Diagnostic Tests for Irritable Bowel Syndrome (IBS)
IBS is primarily diagnosed using symptom-based criteria (Rome criteria) and excluding other conditions through a limited set of targeted tests, rather than through extensive diagnostic testing. 1
Symptom-Based Diagnosis
- IBS diagnosis should be based on positive identification of symptoms using the Rome criteria, which requires abdominal pain for at least 12 weeks in the preceding 12 months with at least two of three features: pain relieved by defecation, onset associated with change in stool frequency, or onset associated with change in stool form 1
- Supporting symptoms include abnormal stool frequency, abnormal stool form, abnormal stool passage, mucus passage, and bloating/abdominal distention 1
- The diagnosis always presumes the absence of structural or biochemical explanations for symptoms 1
Basic Initial Testing
- Complete blood count (CBC) and C-reactive protein (CRP) or erythrocyte sedimentation rate (ESR) should be performed in all patients with suspected IBS 1
- Coeliac serology (anti-endomysial antibodies) should be checked in all patients with IBS symptoms 1
- Stool testing for occult blood (Hemoccult) is recommended for screening purposes 1
- Faecal calprotectin should be tested in patients with diarrhoea under age 45 to exclude inflammatory bowel disease 1
Additional Testing Based on Clinical Presentation
For All Patients:
- Physical examination including digital rectal examination is essential 2
- Alarm features requiring further investigation include: unintentional weight loss, rectal bleeding, family history of colorectal cancer, or recent change in bowel habits 3, 2
Age-Based Testing:
- Patients over 50 years old or with a family history of colorectal cancer should undergo colonoscopy regardless of symptom pattern 1
- Young patients (<45 years) with typical IBS symptoms and no alarm features may be safely given a working diagnosis without further testing 1
Symptom-Specific Testing:
For IBS with diarrhea (IBS-D):
- In patients with atypical features such as nocturnal diarrhea or prior cholecystectomy, consider 23-seleno-25-homotaurocholic acid (SeHCAT) scanning or serum 7α-hydroxy-4-cholesten-3-one to exclude bile acid diarrhea 1
- Consider lactose/dextrose H2 breath test in patients who regularly consume dairy products, especially those from high-risk ethnic groups 1
- Consider stool microscopy for ova, cysts, parasites in patients with persistent diarrhea 1
- Colonoscopy with biopsies should be considered in patients with severe diarrhea to exclude microscopic colitis 1
For IBS with constipation (IBS-C):
- For persistent constipation symptoms, consider tests for slow colonic transit (whole gut transit test) 1
- In patients with symptoms suggestive of defecatory disorders, consider anorectal physiology tests or defecating proctography 1
Tests That Are NOT Recommended
- There is no role for colonoscopy in typical IBS without alarm features or age >50 years 1
- Ultrasound is not recommended as it often detects incidental findings unrelated to symptoms 1
- Hydrogen breath testing for small intestinal bacterial overgrowth is not recommended in patients with typical IBS symptoms 1
- Testing for exocrine pancreatic insufficiency is not indicated in typical IBS 1
Common Pitfalls to Avoid
- Overinvestigation with unnecessary tests increases healthcare costs and patient anxiety without improving outcomes 4, 2
- Failure to recognize alarm symptoms may lead to missed diagnoses of organic disease 3
- Relying solely on patient reports of food intolerances without objective testing may lead to unnecessary dietary restrictions 1
- Performing colonoscopy in young patients with typical IBS symptoms and no alarm features is not cost-effective 1, 3
Diagnostic Algorithm
- Apply Rome criteria to identify IBS symptoms
- Check for alarm features (weight loss, rectal bleeding, family history of colorectal cancer)
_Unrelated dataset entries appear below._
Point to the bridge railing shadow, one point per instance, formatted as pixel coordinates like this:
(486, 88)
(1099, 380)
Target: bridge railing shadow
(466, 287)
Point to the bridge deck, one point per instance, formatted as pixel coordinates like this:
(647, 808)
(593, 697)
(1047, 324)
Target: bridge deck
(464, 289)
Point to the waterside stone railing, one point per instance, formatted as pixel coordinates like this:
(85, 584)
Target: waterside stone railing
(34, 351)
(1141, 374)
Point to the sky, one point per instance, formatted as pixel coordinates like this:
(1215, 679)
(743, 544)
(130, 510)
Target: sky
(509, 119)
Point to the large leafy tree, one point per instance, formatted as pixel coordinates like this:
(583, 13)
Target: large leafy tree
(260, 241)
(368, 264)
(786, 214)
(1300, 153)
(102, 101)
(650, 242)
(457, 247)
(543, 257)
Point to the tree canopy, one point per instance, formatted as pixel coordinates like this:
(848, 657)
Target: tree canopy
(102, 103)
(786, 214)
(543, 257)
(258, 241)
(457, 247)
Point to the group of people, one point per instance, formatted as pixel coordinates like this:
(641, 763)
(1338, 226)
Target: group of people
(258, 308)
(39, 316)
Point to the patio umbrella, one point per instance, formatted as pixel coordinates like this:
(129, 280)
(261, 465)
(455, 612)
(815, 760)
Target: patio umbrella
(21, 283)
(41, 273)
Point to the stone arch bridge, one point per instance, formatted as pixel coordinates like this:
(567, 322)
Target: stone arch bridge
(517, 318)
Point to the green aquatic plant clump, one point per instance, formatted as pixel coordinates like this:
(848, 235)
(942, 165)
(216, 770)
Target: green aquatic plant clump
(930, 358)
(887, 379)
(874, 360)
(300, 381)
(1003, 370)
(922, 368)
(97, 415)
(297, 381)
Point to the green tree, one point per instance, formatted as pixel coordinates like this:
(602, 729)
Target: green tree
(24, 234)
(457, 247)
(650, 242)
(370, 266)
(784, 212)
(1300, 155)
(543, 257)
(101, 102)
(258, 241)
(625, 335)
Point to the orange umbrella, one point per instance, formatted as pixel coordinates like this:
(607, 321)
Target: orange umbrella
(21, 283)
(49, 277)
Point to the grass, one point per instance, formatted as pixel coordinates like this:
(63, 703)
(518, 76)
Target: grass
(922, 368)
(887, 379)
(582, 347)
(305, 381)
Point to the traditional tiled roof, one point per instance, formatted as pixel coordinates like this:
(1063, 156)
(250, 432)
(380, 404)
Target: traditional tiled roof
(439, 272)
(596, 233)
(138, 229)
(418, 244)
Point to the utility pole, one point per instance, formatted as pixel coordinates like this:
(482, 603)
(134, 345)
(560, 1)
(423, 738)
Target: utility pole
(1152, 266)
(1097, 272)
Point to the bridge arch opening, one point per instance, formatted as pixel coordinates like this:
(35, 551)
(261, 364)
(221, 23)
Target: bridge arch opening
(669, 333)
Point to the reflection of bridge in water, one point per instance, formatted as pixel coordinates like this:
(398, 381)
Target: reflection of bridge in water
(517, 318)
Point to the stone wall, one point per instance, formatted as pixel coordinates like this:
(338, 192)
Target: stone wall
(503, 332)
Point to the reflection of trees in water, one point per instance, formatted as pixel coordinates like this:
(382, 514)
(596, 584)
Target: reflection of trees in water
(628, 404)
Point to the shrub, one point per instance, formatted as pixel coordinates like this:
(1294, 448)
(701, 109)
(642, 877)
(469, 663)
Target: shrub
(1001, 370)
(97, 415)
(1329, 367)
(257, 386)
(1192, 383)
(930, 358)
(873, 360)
- Perform basic testing: CBC, CRP/ESR, coeliac serology, and fecal calprotectin if diarrhea predominant
- If basic tests are normal and no alarm features are present, make a positive diagnosis of IBS
- For patients >50 years, add colonoscopy regardless of symptom pattern
- For persistent symptoms despite treatment, consider symptom-specific testing as outlined above 1, 2
Remember that once the diagnosis of IBS is established, the incidence of new significant diagnoses is extremely low, with long-term follow-up studies showing minimal missed organic disease 1.